CREATE OR REPLACE PROCEDURE TEST8_2 IS
VNAME VARCHAR2(200);
CURSOR csrTBL_TEST IS
SELECT NAME
FROM TBL_TEST
WHERE (ID >= 1);
BEGIN
OPEN csrTBL_TEST;
LOOP
FETCH csrTBL_TEST INTO VNAME;
EXIT WHEN csrTBL_TEST%NOTFOUND;
END LOOP;
CLOSE csrTBL_TEST;
END;
/
show errors
かなりすっきりしました。処理結果としてはSTEP4と同じです。
それではソースの説明です。
「LOOP ~ END LOOP;」 で 無限ループとなります
無限ループだと問題があるので、「EXIT WHEN 判定」を記述します。判定部分がTRUEになる時にLOOP処理から離脱します。
csrTBL_TEST%NOTFOUNDは、FETCHの結果、該当レコードが無い場合にTRUEになるのでした。
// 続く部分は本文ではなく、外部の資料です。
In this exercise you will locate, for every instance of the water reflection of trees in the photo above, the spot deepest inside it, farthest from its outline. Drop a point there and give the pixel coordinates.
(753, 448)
この形が基本系で、FETCHの位置やLOOPを抜ける位置は自由です。LOOPを抜ける判定も複数回行っても問題ありません。
例えば、
IF csrTBL_TEST%NOTFOUND THEN
EXIT;
END IF;
でもLOOPを抜けられます。
ここまで、値の取得を見てきました。
次が最後のSTEPとなります。カーソルを使用時のエラー処理についてです。
STEP6. エラー時のカーソル処理
ここでカーソル属性をもう1つ覚えましょう。
csrTBL_TEST%ISOPEN
です。
カーソルがOPENされている場合にTRUEとなります。
それではカーソルのエラー処理を見てみます。
CREATE OR REPLACE PROCEDURE TEST8_2 IS
VNAME VARCHAR2(200);
CURSOR csrTBL_TEST IS
SELECT NAME
FROM TBL_TEST
WHERE (ID >= 1);
BEGIN
OPEN csrTBL_TEST;
LOOP
FETCH csrTBL_TEST INTO VNAME;
EXIT WHEN csrTBL_TEST%NOTFOUND;
END LOOP;
CLOSE csrTBL_TEST;
EXCEPTION
WHEN OTHERS THEN
IF csrTBL_TEST%ISOPEN THEN
CLOSE csrTBL_TEST;
END IF;
RAISE;
END;
/
show errors
EXCEPTION以下がエラー処理です。
IF文でカーソルに対してISOPENで判定をしています。どうしてISOPEN判定を行うかと言うと
OPENしていないカーソルに対してCLOSEを実行するとエラーが発生する為です。
このソースではOPENより上に処理が無いですが、OPENする前にエラーが発生した場合を考慮してISOPEN判定をしています。
ここまで記述すると、カーソルを使用するテンプレートソースとして使用できます!
お疲れ様でした。
次回は、OPEN ~ FETCH ~ CLOSE を使用しないSELECT文の方法を紹介する予定です。